‘MD Panache’
With a client list that includes fashion and beauty professionals, actors, music moguls and models, Dr Rosemarie Ingleton has risen to the top of the heap in the field of dermatology in New York.
The University of Maryland Medical School alum, who grew up in Pembroke Hall and lists dance icons the late Professor Rex Nettleford and Patsy Ricketts as idols, was recently dubbed by Glamour magazine as a ‘rock star derm’. Her skin glowing, she tells SO that she was simply an artistic girl from Jamaica who was determined to accomplish her goals. “All along I had goal: I wanted to be a physician. My father had put the decision in my head when I was seven or eight years old, when he started calling me ‘Dr Ingleton’, and to me it had a nice ring to it. I mean, we didn’t have any physicians in my family, and I had no real role models to look up to as examples of what it meant to be a physician other than our family doctor, but it’s what I wanted to be.”
Though she excelled in both math and the sciences while at Wolmer’s Girls, she nevertheless realised she was irresistibly drawn to the arts, which she’d been involved with from the age of seven, when she began training at the Jamaica School of Dance.
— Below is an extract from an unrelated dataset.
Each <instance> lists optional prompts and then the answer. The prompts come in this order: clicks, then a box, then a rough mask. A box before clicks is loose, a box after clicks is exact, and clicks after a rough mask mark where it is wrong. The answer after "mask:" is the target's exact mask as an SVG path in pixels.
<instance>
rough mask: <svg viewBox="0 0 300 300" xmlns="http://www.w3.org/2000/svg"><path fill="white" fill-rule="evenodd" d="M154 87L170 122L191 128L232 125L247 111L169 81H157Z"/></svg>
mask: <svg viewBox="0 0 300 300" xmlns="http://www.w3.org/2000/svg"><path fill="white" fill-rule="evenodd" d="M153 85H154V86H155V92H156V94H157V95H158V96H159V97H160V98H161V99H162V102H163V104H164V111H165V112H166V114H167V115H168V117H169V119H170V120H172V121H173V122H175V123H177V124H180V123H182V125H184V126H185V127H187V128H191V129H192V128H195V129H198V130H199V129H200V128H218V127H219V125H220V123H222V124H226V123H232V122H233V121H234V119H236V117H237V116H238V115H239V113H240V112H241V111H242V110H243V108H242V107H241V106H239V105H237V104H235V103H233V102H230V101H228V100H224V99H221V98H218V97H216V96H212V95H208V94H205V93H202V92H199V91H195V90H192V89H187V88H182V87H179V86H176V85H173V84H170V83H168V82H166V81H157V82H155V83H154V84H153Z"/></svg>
She would later become a junior member of the National Dance Theatre Company (NDTC).
“When I came to the United States and started college (New York University),” she says, “I thought I could do the same thing that I did in Jamaica — dabble in the arts and continue with my preparation to do medicine. But it became strenuous because the competition level here is beyond anything I had ever experienced.” She elaborates: “It’s one thing to compete with brilliant Jamaicans. Here, you are competing with the world.”
Indeed, this realisation led her to make a hard choice, and eventually her ambition to become a doctor won and dance took a back seat.
“Dermatology found me when I was about to graduate from medical school,” she informs. No doubt due to her artistic eye and her talent for seeing “all things beautiful”, she quickly discovered that dermatology would be the perfect blend of art and science.
The rest, as they say, is history.
Over the years she has become a fixture on the New York social scene, bolstered by her many TV appearances on The Today Show, The Doctors, What Not To Wear, Dateline, and in print publications such as Essence and InStyle magazines.
With a laugh Dr Ingleton says of the recent ‘rock star’ nod in Glamour, her Jamaican accent shining through, “Yeah. That’s when I knew I really made it.”
That’s no idle boast. The 48-year-old married mother of two young boys has successfully maintained a very busy multicultural practice in Manhattan. In addition to which she still finds time to dance, and is also currently on the board of directors of Complexions Contemporary Ballet, an offspring company of the legendary Alvin Ailey.
When asked how she balances it all, she answers candidly, “I have a great support system.” This reinforcement includes a caregiver for her children, who has been with her for 12 years, her husband and her mother, who also lives with her at her Brooklyn brownstone. “My mother is my Rock of Gibraltar. I was able to finance my education in the US and nurture my dream to become a doctor because my mom worked tirelessly as a full-time nanny to a wealthy Iraqi family. She ensured that even though I was a girl of limited working-class means, I got everything I needed to roll with the big boys, and shoot for the stars,” she says.
Acknowledging how proud her family and she herself is of her accomplishments she adds, “What I came to America to do, I am doing.”